Don't worry about opaque algorithms; you already don't know what anything is doing, or why

2017-05-24

Machine learning algorithms are opaque, difficult to audit, unconstrained by ethics , and there's always the possibility they'll do the unthinkable when facing the unexpected. But that's true of most our society's code base, and, in a way, they are the most secure part of it, because we haven't talked ourselves yet into a false sense of security about them.

There's a technical side to this argument: contemporary software is so complex, and the pressures under which it's developed so strong, that it's materially impossible to make sure it'll always behave the way you want it to. Your phone isn't supposed to freeze while you're making a call, and your webcam shouldn't send real-time surveillance to some guy in Ukraine, and yet here we are.

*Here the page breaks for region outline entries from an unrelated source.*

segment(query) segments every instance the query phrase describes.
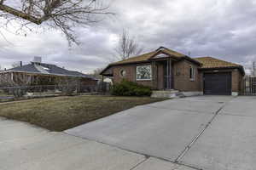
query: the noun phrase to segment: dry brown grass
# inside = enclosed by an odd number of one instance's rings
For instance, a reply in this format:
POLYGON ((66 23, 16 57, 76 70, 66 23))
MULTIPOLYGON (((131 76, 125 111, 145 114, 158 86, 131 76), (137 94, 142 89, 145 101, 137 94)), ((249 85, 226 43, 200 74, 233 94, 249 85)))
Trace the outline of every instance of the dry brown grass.
POLYGON ((75 96, 0 104, 0 116, 30 122, 51 131, 73 127, 130 109, 161 101, 148 97, 75 96))

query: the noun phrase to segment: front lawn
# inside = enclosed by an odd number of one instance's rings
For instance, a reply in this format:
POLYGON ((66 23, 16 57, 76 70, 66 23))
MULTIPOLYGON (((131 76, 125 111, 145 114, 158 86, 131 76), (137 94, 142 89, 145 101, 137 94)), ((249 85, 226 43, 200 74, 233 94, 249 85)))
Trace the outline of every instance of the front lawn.
POLYGON ((51 131, 73 127, 130 109, 161 101, 149 97, 75 96, 0 104, 0 116, 23 121, 51 131))

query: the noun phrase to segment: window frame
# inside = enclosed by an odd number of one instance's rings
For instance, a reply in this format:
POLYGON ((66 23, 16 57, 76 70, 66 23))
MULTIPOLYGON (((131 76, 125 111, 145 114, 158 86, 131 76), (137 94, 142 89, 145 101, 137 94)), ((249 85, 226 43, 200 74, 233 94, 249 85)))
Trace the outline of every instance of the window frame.
POLYGON ((126 74, 127 74, 127 72, 125 69, 122 69, 119 71, 119 75, 121 77, 125 77, 126 74), (125 71, 125 75, 122 75, 122 71, 125 71))
POLYGON ((194 82, 195 79, 195 67, 190 65, 189 65, 189 80, 191 82, 194 82))
POLYGON ((135 72, 135 77, 136 81, 152 81, 152 65, 136 65, 136 72, 135 72), (138 79, 137 78, 137 68, 142 66, 149 66, 150 67, 150 78, 148 79, 138 79))

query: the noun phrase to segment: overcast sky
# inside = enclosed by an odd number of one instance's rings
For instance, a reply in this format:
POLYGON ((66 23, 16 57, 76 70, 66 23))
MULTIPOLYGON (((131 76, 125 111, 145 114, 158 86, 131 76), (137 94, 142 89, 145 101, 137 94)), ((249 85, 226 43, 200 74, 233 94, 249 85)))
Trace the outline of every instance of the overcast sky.
MULTIPOLYGON (((143 46, 144 52, 160 46, 191 57, 212 56, 248 67, 256 60, 255 0, 113 0, 108 17, 97 26, 77 28, 81 45, 68 47, 55 31, 0 35, 0 65, 9 68, 33 56, 84 73, 105 67, 113 60, 123 28, 143 46)), ((15 29, 15 28, 14 28, 15 29)))

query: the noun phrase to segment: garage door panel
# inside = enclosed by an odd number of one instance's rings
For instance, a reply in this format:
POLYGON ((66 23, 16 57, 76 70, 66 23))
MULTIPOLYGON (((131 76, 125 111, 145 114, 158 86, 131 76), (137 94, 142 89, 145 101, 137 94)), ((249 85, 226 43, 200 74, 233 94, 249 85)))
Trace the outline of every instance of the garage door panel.
POLYGON ((231 94, 231 74, 225 73, 205 73, 204 94, 216 95, 231 94))

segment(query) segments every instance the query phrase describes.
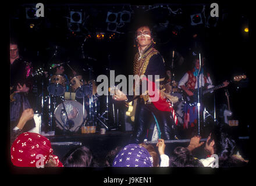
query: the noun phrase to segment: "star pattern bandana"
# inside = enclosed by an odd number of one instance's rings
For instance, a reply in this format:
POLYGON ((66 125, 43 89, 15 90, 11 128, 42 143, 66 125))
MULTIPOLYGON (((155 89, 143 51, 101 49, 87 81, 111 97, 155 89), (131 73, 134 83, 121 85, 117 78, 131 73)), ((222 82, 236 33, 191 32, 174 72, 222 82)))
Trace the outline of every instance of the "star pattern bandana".
POLYGON ((10 148, 11 161, 17 167, 36 167, 37 162, 40 160, 37 158, 38 155, 42 155, 44 165, 51 158, 58 167, 63 167, 58 156, 53 155, 49 140, 38 134, 27 132, 20 134, 10 148))
POLYGON ((152 167, 153 158, 143 146, 130 144, 123 148, 113 162, 113 167, 152 167))

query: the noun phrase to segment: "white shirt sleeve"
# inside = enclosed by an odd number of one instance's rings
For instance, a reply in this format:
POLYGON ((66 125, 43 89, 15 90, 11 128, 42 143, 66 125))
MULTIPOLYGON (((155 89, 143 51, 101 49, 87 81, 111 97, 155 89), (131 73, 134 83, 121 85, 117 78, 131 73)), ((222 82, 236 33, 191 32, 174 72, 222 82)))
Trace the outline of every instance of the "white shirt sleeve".
POLYGON ((200 160, 202 163, 204 167, 212 167, 214 165, 215 158, 214 157, 209 157, 206 159, 201 159, 200 160))
POLYGON ((166 155, 162 155, 160 156, 161 163, 160 167, 169 167, 169 156, 166 155))
POLYGON ((187 82, 188 80, 189 80, 189 74, 187 73, 183 76, 183 77, 182 77, 180 81, 179 81, 178 87, 180 88, 180 86, 185 85, 186 83, 187 82))

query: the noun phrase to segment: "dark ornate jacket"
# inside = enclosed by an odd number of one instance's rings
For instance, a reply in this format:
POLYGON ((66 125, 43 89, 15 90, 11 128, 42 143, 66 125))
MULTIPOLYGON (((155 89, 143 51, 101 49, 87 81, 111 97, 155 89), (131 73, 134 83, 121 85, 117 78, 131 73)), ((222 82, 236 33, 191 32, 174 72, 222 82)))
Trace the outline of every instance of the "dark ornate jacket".
MULTIPOLYGON (((160 84, 165 77, 165 62, 160 53, 153 47, 152 42, 143 51, 141 55, 140 52, 136 53, 133 61, 133 75, 152 75, 152 81, 159 81, 160 84), (155 79, 155 75, 159 75, 159 79, 155 79)), ((141 87, 140 87, 141 90, 141 87)), ((141 91, 140 91, 141 92, 141 91)), ((128 101, 133 99, 133 96, 128 95, 128 101)), ((148 95, 142 96, 145 101, 148 100, 148 95)))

But that's not the biggest problem. Yes, some Toyota vehicles decided on their own to accelerate at inconvenient times because their software systems were mindbogglingly and unnecessarily complex, but nobody outside the company knew they were because it was so legally difficult to have access to the code that even after the crashed they had to be inspected by an outside expert under conditions usually reserved to high-level intelligence briefings.

And there was the hidden code in VW engines designed to fool emissions tests, and the programs Uber uses to track you even while they say they aren't, or even Facebook's convenient tools to help advertisers target the emotionally vulnerable.

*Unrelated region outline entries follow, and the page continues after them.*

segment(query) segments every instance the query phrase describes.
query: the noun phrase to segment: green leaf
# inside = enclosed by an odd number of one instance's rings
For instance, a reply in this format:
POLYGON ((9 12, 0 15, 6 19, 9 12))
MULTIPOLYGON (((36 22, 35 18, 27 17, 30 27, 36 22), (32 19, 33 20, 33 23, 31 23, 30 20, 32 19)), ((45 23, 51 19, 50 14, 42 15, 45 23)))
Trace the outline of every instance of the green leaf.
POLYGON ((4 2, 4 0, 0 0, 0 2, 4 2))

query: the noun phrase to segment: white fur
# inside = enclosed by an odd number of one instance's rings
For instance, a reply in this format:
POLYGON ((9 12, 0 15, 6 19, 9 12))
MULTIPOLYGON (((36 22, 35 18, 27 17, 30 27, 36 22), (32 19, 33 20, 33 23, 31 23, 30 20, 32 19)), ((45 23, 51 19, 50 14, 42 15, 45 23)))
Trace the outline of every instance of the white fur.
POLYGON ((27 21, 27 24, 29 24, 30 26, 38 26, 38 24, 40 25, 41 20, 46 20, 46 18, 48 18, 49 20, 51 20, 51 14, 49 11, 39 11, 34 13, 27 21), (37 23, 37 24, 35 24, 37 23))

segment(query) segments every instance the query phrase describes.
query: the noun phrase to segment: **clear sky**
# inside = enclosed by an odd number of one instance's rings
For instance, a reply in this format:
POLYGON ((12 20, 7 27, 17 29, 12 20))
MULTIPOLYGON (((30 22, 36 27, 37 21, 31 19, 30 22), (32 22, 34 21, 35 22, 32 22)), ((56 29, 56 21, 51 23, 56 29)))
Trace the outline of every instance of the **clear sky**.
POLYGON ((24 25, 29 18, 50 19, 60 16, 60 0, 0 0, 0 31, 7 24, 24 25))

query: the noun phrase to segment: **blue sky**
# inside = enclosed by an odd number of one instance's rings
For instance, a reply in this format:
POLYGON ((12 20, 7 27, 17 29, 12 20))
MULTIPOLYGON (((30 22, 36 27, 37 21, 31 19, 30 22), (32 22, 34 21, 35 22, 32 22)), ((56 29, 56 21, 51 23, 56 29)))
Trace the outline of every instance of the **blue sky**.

The point is, the main problem right now isn't what a self-driving car _might_ do when it has to make a complex ethical choice guided by ultimately unknowable algorithms, but what the car is doing on every other moment, reflecting ethical choices guided by corporate executives that might be unknowable in a philosophical, existential sense, but are worryingly familiar in an empirical one. You don't know most of what your phone is doing at any given time, not to mention other devices, it can be illegal to try to figure it out, and it can also be illegal if not impossible to change it even if you did.

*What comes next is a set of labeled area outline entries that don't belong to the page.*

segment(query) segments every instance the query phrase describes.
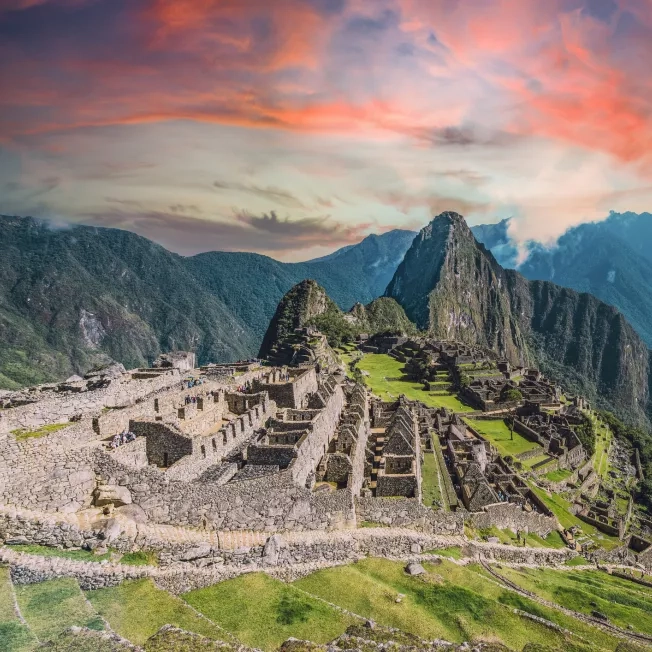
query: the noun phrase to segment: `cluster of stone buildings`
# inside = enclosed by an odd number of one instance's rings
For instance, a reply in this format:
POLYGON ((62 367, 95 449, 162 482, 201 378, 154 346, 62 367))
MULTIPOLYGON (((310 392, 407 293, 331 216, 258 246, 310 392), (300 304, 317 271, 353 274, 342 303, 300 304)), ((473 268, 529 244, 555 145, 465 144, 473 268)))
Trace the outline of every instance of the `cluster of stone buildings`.
POLYGON ((583 417, 579 413, 556 414, 537 410, 514 419, 514 430, 539 444, 557 460, 557 468, 575 469, 586 459, 586 451, 575 432, 583 417))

And a phone a thing you hold in your hand and can, at least in theory, put in a drawer somewhere if you want to have a discrete chat with a Russian diplomat. Even more serious are all the hidden bits of software running in the background, like the ones that can automatically flag you as a national security risk, or are constantly weighting whether you should be allowed to turn on your tractor. Even if the organization that developed or runs the software did its job uncommonly well and knows what it's doing down to the last bit, you don't and most likely never will.

This situation, perhaps first and certainly most forcefully argued against by Richard Stallman, is endemic to our society, and absolutely independent of the otherwise world-changing Open Source movement. Very little of the code in our lives is running in something resembling a personal computer, after all, and even when it does, it mostly works by connecting to remote infrastructures whose key algorithms are jealously guarded business secrets. Emphasis on secret, with a hidden subtext of specially from users.

So let's not get too focused on the fact that we don't really understand how a given neural network works. It might suddenly decide to accelerate your car, but "old fashioned" code could, and as a matter of fact did, and in any case there's very little practical difference between not knowing what something is doing because it's a cognitively opaque piece of code, and not knowing what something is doing because the company controlling the thing you bought doesn't want you to know and has the law on its side if it wants to send you to jail if you try to.

Going forward, our approach to software as users, and, increasingly, as citizens, cannot but be empirical paranoia. Just assume everything around you is potentially doing everything it's physically capable of (noting that being remotely connected to huge amounts of computational power makes even simple hardware quite more powerful than you'd think), and if any of that is something you don't find acceptable, take external steps to prevent it, above and beyond toggling a dubiously effective setting somewhere. Recent experience shows that FOIA requests, legal suits, and the occasional whistleblower might be more important for adding transparency to our technological infrastructure than your choice of operating system or clicking a "do not track" checkbox.